The diastolic sound is composed of a third heart sound sometimes succeeded by a mid-diastolic murmur caused by functional MS as a result of high flow in the presence of rheumatic disease.

Wide splitting of the second sound in severe mitral regurgitation is caused by early cessation of systole leading to an early aortic closure sound.

Other signs

The radial pulse is usually normal, although in severe chronic regurgitation there may be atrial fibrillation. There may be a parasternal impulse as a result of left atrial enlargement78 and in severe regurgitation the apex is displaced laterally.

Mitral regurgitation

An often loud pansystolic murmur heard loudest at the apex in full expiration and with the patient lying on the left side. This is an important clinical finding in the chest pain patient as ischemic mitral regurgitation can herald acute heart failure and is associated with a poor prognosis in the absence of urgent recognition and intervention. Mechanisms of valve dysfunction include akinetic LV segments, ischaemic papillary dysfunction and mitral valve apparatus rupture which will be discernable on 2D echocardiography and transesophageal echocardiography in particular

Acute mitral regurgitation

Figure 11. Severe pulmonary oedema
Figure 11. Severe pulmonary oedema

The adaptation to regurgitation does not have time to occur in acute MR, resulting in more fulminant symptoms. This is the case even in cases of pre-existing MR, such as with a flail segment resulting from chordal rupture in degenerative mitral valve disease.

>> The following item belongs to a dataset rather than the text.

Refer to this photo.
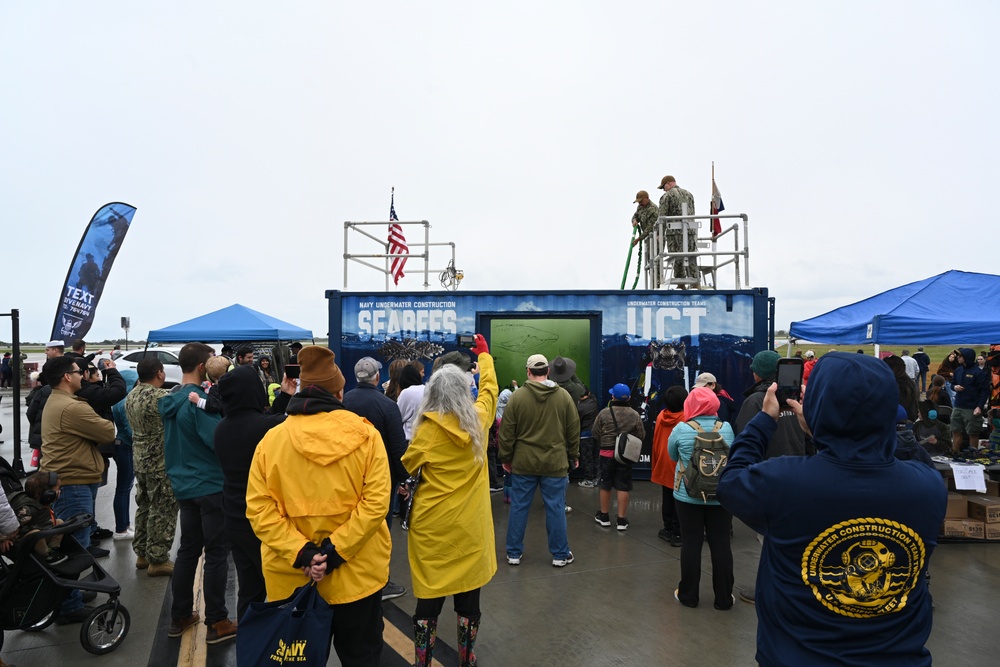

Patients with acute severe MR present with sudden onset pulmonary oedema (see figure 11), and may be in cardiogenic shock. The cause may be clear, such as in papillary muscle rupture following myocardial infarction (MI), but when valve destruction results from IE, aetiology may be less evident. Symptoms of malaise, fevers and weight loss, and peripheral signs of IE may be discovered with appropriate clinical suspicion. When there is a known background of chronic MR, this should also prompt rapid assessment for acute deterioration in valve function.